Tuesday, 1 September 2015

Turning spare change into a fifty year old bottle of wine...

Like a lot of people, I'm sure, when I come home from a day at work or an evening out I empty all the spare coins that are languishing around in my pockets into a glass. The particular glass that I use is a rather impressive 1L Stein that I picked up from the Hofbräuhaus in Munich from when I was interrailing as a young lad up to no good... thems were the days.

I love turning these into wine...
I get a rather perverse pleasure every so often in sitting down and counting out these coins, piling them up and sorting them into those little plastic bags. Perhaps I would have been destined for a career in banking were it not for that fact that I am not a morally-deficient sociopath*. Once the pile of bags reaches a certain level I take them off to the bank to cash them in (I refuse to use those coin collectors in supermarkets that take an extortionate 7% off you!).
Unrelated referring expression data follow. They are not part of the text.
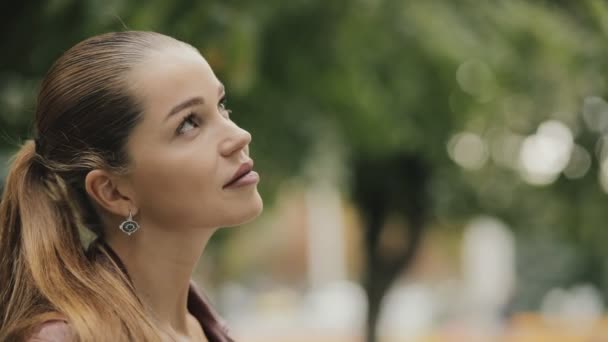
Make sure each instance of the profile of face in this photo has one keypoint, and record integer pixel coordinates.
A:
(186, 151)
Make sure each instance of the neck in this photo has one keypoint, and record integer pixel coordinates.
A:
(160, 264)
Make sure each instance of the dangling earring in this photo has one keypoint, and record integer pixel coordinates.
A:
(129, 226)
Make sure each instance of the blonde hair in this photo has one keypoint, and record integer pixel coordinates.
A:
(84, 116)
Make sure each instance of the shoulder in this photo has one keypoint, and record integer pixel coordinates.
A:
(53, 330)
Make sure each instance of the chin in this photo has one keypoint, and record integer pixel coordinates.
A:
(248, 214)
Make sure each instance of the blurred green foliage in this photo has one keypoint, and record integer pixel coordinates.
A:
(386, 78)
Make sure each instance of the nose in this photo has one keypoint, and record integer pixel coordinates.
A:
(235, 142)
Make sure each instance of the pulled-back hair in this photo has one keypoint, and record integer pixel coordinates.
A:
(84, 116)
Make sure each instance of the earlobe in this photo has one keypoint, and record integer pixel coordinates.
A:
(102, 187)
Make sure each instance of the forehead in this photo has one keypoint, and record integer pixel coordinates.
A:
(167, 77)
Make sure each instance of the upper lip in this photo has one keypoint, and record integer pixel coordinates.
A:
(244, 169)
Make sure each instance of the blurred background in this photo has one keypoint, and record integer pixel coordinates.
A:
(431, 170)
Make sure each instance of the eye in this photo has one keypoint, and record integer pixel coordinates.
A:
(187, 124)
(222, 107)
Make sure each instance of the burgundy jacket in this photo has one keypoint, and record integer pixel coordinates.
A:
(58, 330)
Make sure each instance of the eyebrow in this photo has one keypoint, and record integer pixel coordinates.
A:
(198, 100)
(188, 103)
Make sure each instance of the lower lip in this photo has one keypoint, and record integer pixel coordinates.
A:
(251, 178)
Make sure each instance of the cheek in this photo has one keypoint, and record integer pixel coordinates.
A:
(176, 190)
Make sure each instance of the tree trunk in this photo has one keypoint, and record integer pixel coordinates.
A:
(384, 187)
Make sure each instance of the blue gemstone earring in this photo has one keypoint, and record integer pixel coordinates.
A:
(129, 226)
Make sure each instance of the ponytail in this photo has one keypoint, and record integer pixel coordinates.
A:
(44, 270)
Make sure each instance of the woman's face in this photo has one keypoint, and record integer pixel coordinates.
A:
(187, 148)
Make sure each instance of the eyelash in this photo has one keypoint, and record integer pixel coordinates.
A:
(192, 116)
(223, 107)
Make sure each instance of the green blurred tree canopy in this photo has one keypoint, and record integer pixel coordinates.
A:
(446, 109)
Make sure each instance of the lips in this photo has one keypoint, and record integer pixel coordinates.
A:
(243, 170)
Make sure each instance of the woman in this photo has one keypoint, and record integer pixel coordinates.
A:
(134, 142)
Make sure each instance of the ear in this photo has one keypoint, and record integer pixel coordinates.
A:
(104, 188)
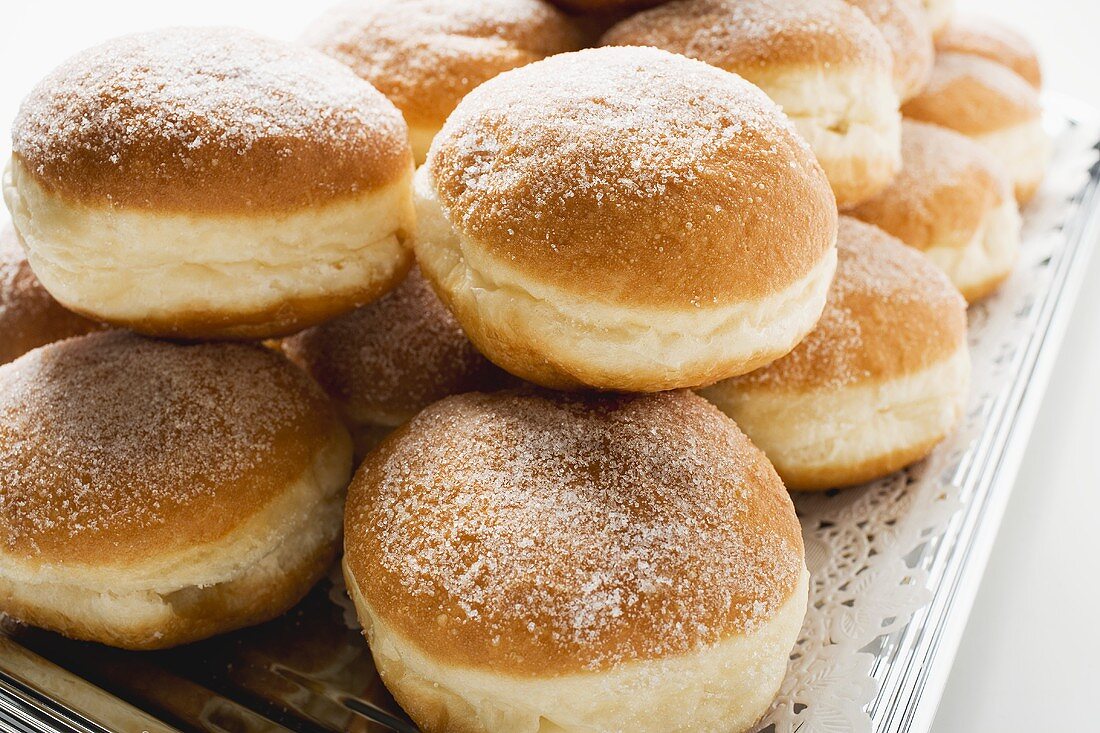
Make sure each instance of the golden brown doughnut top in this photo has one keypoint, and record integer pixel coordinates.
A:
(890, 313)
(30, 317)
(974, 96)
(388, 360)
(604, 6)
(117, 449)
(536, 533)
(947, 187)
(208, 120)
(754, 37)
(990, 40)
(426, 55)
(635, 174)
(904, 26)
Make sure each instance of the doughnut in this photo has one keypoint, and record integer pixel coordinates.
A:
(906, 32)
(426, 55)
(938, 13)
(880, 381)
(953, 201)
(990, 40)
(538, 561)
(604, 6)
(210, 183)
(994, 107)
(155, 493)
(822, 61)
(386, 361)
(29, 316)
(625, 219)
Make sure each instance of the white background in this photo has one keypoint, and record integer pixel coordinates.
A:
(1031, 655)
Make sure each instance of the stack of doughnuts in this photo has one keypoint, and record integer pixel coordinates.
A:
(581, 315)
(993, 106)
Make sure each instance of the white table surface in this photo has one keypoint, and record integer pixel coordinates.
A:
(1030, 649)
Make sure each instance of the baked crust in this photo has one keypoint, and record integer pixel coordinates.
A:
(208, 121)
(990, 40)
(536, 534)
(890, 313)
(645, 177)
(944, 193)
(426, 55)
(974, 96)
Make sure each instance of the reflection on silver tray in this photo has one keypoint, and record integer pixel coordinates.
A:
(895, 564)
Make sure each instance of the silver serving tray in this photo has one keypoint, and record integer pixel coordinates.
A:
(310, 670)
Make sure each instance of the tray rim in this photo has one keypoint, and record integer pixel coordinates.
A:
(920, 679)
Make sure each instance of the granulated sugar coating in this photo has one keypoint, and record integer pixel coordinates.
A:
(890, 312)
(426, 55)
(208, 119)
(528, 532)
(386, 361)
(113, 447)
(635, 174)
(758, 37)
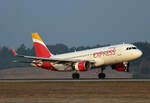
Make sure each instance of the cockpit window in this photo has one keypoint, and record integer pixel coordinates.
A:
(130, 48)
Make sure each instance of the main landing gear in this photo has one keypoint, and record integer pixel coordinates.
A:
(75, 75)
(102, 75)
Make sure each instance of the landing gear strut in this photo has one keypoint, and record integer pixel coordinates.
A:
(75, 75)
(102, 75)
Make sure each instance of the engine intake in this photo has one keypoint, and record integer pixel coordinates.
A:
(82, 66)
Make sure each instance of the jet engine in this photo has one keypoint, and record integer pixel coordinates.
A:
(82, 66)
(121, 67)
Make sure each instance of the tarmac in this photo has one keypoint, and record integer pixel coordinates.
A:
(92, 90)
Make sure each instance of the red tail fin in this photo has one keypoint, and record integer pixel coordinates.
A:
(40, 48)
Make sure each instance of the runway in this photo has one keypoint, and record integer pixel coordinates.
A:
(75, 91)
(71, 80)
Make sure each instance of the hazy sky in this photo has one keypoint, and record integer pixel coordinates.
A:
(74, 22)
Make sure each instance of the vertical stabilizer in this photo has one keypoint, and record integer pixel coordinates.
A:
(40, 48)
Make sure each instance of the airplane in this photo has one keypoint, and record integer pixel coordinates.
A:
(116, 56)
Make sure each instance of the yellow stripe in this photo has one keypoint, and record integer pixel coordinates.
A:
(36, 36)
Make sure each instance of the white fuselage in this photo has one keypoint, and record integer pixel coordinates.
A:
(103, 56)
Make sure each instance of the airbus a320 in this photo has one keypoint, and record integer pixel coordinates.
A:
(116, 56)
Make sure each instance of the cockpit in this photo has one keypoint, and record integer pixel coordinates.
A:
(130, 48)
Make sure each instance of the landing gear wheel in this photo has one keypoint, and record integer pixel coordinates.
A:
(75, 76)
(101, 75)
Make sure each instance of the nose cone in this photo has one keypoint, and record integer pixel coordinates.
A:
(139, 53)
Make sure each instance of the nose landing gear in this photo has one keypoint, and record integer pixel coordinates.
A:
(75, 75)
(102, 75)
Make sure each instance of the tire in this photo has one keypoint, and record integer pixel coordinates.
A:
(101, 75)
(75, 76)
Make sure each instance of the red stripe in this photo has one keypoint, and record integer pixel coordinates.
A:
(41, 50)
(47, 66)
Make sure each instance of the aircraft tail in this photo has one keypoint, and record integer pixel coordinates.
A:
(40, 48)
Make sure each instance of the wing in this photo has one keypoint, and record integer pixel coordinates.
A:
(52, 59)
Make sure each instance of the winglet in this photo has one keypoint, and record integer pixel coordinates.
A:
(13, 51)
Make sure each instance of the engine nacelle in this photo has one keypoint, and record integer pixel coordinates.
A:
(82, 66)
(120, 67)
I view this little windfall as  bit of a bonus, something that you don't rely on, something that when it comes along you treat yourself to something nice. In this particular case I'd built up a nice amount and was looking to splash out. My brother was coming to town and I had had my eye on a certain bottle of wine that I just couldn't quite justify buying before; the bottle in questions was a 1964 Le Haut-Lieu Sec from Domaine Huet (Loire, France) available from The Wine Society

Domaine Huet

The vineyards of Domaine Huet, photo: Flikr users Ken and Nyetta (CCL)
This wine is from a Domaine in the Loire that is steeped in legend. Its wines are famed for their ability to age for an incredible amount of time. The Domaine has three estates; Le Haut-Lieu (where mine was from), Le Mont and Le Clos du Bourg. Le Clos du Bourg is the most famous of these estates, which in years of excellent conditions makes their iconic Moelleux (sweet) wines. The Domains makes wines across the whole spectrum from bone-dry (sec), off-dry (demi-sec), through to sweet and even sparkling (cremant). Furthermore, all of the wines are made from 100% Chenin Blanc are produced in line with bio-dynamic practices. The extraordinary thing about the wines from Huet is that they can age phenomenally, in fact it would be fair to say that about fifty years old is the earliest that you should really approach one of their wines! I was incredibly excited about trying this bottle of wine...

The wine

So what was the wine like then? The cork was remarkably intact for a 50 year old bottle and came out rather nicely. I had debated whether I should decant it for a bit before serving, but I had already got a bottle of claret in the decanter opening up to accompany the main course so I didn't really have an option as I only have one decanter! I did, however, open it up about ten minutes before I was going to serve our starters (cheese soufflés, no less) just to get a little bit of air in. I poured it into the glass and was first taken aback by the colour of the wine, it possessed a surprisingly bright orange tinge to it. Those of you have done wine courses will know that white wine tends to gain colour as it ages, whereas red wine tends to lose its colour - however, I was nonetheless surprised at the vivacity of the colour of this wine.

I couldn't wait much longer and gave the wine an overly dramatic swirl (I have a penchant for exuberance) in my glass. The aroma, I'll admit, was more curious then revelatory; there was a real range of flavours - some citrus notes akin to Seville oranges and lemons, accompanied by deeper notes, almost salty, that reminded me of a sherry. Given this, I took a rather tentative sip of the wine and gave it a rather long and considered swish around my mouth to get the wine mixed with some air. The first thing that I noticed was the remarkable acidity. It is the acidity of the Chenin Blanc grapes that gives them their extraordinary longevity, but it really did blow my mind to think that this was a 50 year old bottle of wine. This acidity gave rise to primary taste profile of bright and fresh citrus notes, lemon in this case. However, as you would hope these primary flavours dissipated and were replaced with some secondary flavour characteristics; namely a kernel like taste that I likened to walnut, which was accompanied by that saline profile once again. This well rounded flavour profile evolved for about a minute and a half or so in my mouth and once satisfied left somewhat quietly and without undue flourish, much like the conclusion of a Sibelius symphony (I've wanted to use that analogy for so long!).

So, what were my conclusions about this wine? I suppose I was a little disappointed with it in terms of quality, I was hoping for a more transcendental experience that was going to render me speechless; what I got instead was a thought-provoking, complex wine that I was pleased was a fantastic match for my cheese soufflés. There is no doubt that this is an exceptional wine, perhaps I had just built it up too much to the point that it couldn't hope to meet my lofty expectations.  Quality: 8.0; Value: 4.0.

I am still curious about their sweet wines, I'm going to have to save quite a few more pennies to splash out for that one...   

* DISCLAIMER: Clearly not all bankers are sociopaths. Just the ones that brought the country to its knees whilst continuing to take extortionate bonuses... I should point out that these are my personal views and do not necessarily represent the views of Vinspire.